Running Statistical Data Analysis (EDA) using Excel Functions and Formulas.
Back in August Microsoft made a momentous announcement of good ole’ Excel now supporting Python scripts (at least for those Office 365 subscribers who are part of the Beta Insider channel.) While this functionality brings an array of virtually unlimited possibilities to an already powerful tool, many analysts recognize that support for various statistical analysis techniques is one of the most promising areas to capitalize here. Having said that, some users do not realize that they don’t need to leverage sophisticated Python functions to conduct exploratory data analysis of their datasets – they can instead install Excel add-in called “Analysis Toolpak” to get them started on their statistical learning journey.
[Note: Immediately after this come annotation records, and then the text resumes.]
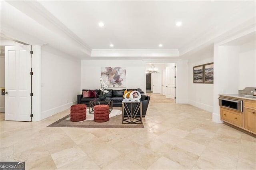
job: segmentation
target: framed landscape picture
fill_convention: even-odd
[[[204,83],[213,84],[213,63],[206,64],[204,65]]]
[[[204,83],[204,65],[193,67],[193,79],[194,83]]]

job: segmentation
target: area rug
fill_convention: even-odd
[[[52,123],[47,127],[81,127],[88,128],[144,128],[143,124],[122,123],[122,111],[113,109],[110,114],[109,121],[99,123],[93,121],[94,114],[88,114],[86,111],[86,119],[81,122],[74,122],[70,121],[70,114]]]

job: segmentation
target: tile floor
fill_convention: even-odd
[[[26,170],[256,169],[256,138],[150,95],[142,128],[46,127],[68,110],[39,122],[1,114],[0,160],[25,161]]]

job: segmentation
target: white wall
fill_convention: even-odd
[[[193,83],[193,67],[213,62],[213,48],[200,51],[189,56],[188,103],[209,112],[213,111],[213,84]]]
[[[188,61],[185,59],[180,60],[176,63],[176,103],[188,103]]]
[[[221,45],[218,55],[221,62],[218,65],[221,93],[238,94],[239,86],[239,46]]]
[[[255,45],[255,42],[251,42],[255,41],[255,26],[244,29],[214,44],[212,120],[215,122],[222,122],[218,99],[219,94],[238,94],[239,89],[253,85],[253,81],[254,85],[252,87],[256,85]],[[248,63],[250,62],[253,64]],[[247,68],[249,66],[253,67]],[[248,71],[249,73],[246,73]]]
[[[100,76],[101,67],[126,67],[126,84],[124,87],[111,89],[140,88],[146,91],[146,64],[142,60],[82,60],[81,61],[81,86],[82,89],[100,88]]]
[[[76,104],[80,61],[48,45],[42,47],[41,59],[42,120]]]
[[[0,56],[0,88],[4,88],[5,87],[4,73],[4,55]],[[5,98],[4,95],[2,95],[1,90],[0,89],[0,112],[4,112]]]
[[[240,45],[239,90],[256,87],[256,43],[252,41]]]

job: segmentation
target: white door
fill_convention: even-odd
[[[171,89],[171,67],[166,67],[166,98],[172,99]]]
[[[30,45],[5,47],[5,120],[31,120]]]
[[[152,78],[153,79],[153,93],[161,93],[161,75],[160,73],[154,73],[151,74]]]
[[[166,67],[167,90],[166,98],[174,99],[175,98],[175,66]]]
[[[171,67],[171,99],[175,99],[175,92],[176,90],[176,68],[175,66]]]
[[[166,69],[164,69],[163,70],[163,84],[162,85],[162,87],[163,87],[163,95],[164,96],[166,95],[167,91],[167,84],[166,81]]]

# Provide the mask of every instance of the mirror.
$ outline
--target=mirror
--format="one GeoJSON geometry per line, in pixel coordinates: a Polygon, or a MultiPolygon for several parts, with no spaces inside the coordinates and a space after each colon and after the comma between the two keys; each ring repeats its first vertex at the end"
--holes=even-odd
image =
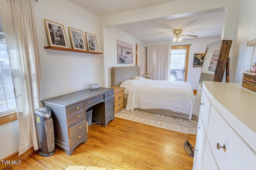
{"type": "Polygon", "coordinates": [[[187,140],[184,142],[184,148],[188,154],[194,157],[196,130],[198,123],[200,101],[203,81],[227,82],[229,73],[228,54],[231,46],[231,40],[220,40],[208,44],[204,59],[198,88],[196,95],[193,113],[187,140]],[[224,73],[226,68],[226,76],[224,73]]]}

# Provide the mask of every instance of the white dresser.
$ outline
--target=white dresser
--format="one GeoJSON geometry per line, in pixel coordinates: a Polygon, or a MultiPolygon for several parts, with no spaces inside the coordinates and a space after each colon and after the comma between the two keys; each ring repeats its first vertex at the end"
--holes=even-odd
{"type": "Polygon", "coordinates": [[[256,169],[256,94],[204,81],[193,170],[256,169]]]}

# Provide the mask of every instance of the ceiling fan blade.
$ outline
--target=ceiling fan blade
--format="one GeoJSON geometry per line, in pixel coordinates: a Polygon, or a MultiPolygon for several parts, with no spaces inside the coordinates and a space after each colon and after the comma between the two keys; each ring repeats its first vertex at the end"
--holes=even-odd
{"type": "Polygon", "coordinates": [[[169,37],[170,37],[170,36],[168,36],[168,37],[165,37],[165,38],[161,38],[161,39],[159,39],[159,40],[163,40],[163,39],[165,39],[165,38],[169,38],[169,37]]]}
{"type": "Polygon", "coordinates": [[[182,34],[187,34],[187,33],[194,33],[194,32],[192,32],[192,31],[188,31],[187,32],[182,32],[182,34]]]}
{"type": "Polygon", "coordinates": [[[188,34],[180,34],[182,36],[186,36],[187,37],[194,37],[195,38],[196,38],[198,37],[198,36],[193,36],[192,35],[188,35],[188,34]]]}

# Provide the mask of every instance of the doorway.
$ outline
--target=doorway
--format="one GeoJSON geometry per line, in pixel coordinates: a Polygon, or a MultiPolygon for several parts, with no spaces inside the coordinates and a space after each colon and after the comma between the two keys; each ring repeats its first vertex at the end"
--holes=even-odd
{"type": "Polygon", "coordinates": [[[172,46],[170,81],[186,81],[189,46],[172,46]]]}

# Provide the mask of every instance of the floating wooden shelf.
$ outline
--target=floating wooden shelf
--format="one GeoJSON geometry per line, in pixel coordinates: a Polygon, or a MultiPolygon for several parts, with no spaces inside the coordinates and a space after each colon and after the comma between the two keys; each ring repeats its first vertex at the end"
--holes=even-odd
{"type": "Polygon", "coordinates": [[[90,51],[87,50],[82,50],[81,49],[73,49],[72,48],[64,48],[63,47],[55,47],[53,46],[49,46],[44,47],[45,49],[55,49],[57,50],[67,51],[68,51],[78,52],[79,53],[89,53],[94,54],[102,54],[102,53],[98,52],[90,51]]]}

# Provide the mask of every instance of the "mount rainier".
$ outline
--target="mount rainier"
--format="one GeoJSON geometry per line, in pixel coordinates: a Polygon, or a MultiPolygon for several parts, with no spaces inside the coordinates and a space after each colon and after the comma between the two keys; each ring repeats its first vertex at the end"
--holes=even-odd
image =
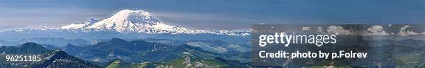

In this post we will use this tool to analyze weight distribution of players appearing on the 2023/24 Chicago Bears Roster. These summary statistics will help us get a quick overview of this dataset, and in turn, make it easier for us to spot patterns and outliers. We will then recreate these capabilities via Excel functions and formulas.
First, we need to make sure that this add-in is activated and installed on the local PC. Navigate to the File menu, click on Options, go to Add-ins and then select Analysis Toolpak to bring up the Add-ins dialog box. Make sure to check the box next to Analysis Toolpak like so:
That’s all it takes, we are all set to run some powerful statistical analysis. As is the case in the real life, when we’re working with a real dataset, it needs to be cleaned prior to using. Since player height is expressed in feet and inches, I would suggest converting it to either inches or centimeters. Remembering that there are 12 inches per foot and assuming that there no players towering at 10 feet or taller, while also allowing for either single or double digit representation of inches, one way to convert feet and inches to inches by using formula incorporating text manipulation functions below: =IFERROR((LEFT($E5,1)*12) + ABS(RIGHT($E5,2)),0) for a value in cell E5 Should you want to convert inches to centimeters, we would need to multiply height in inches by 2.54 (number of centimeters per one inch.)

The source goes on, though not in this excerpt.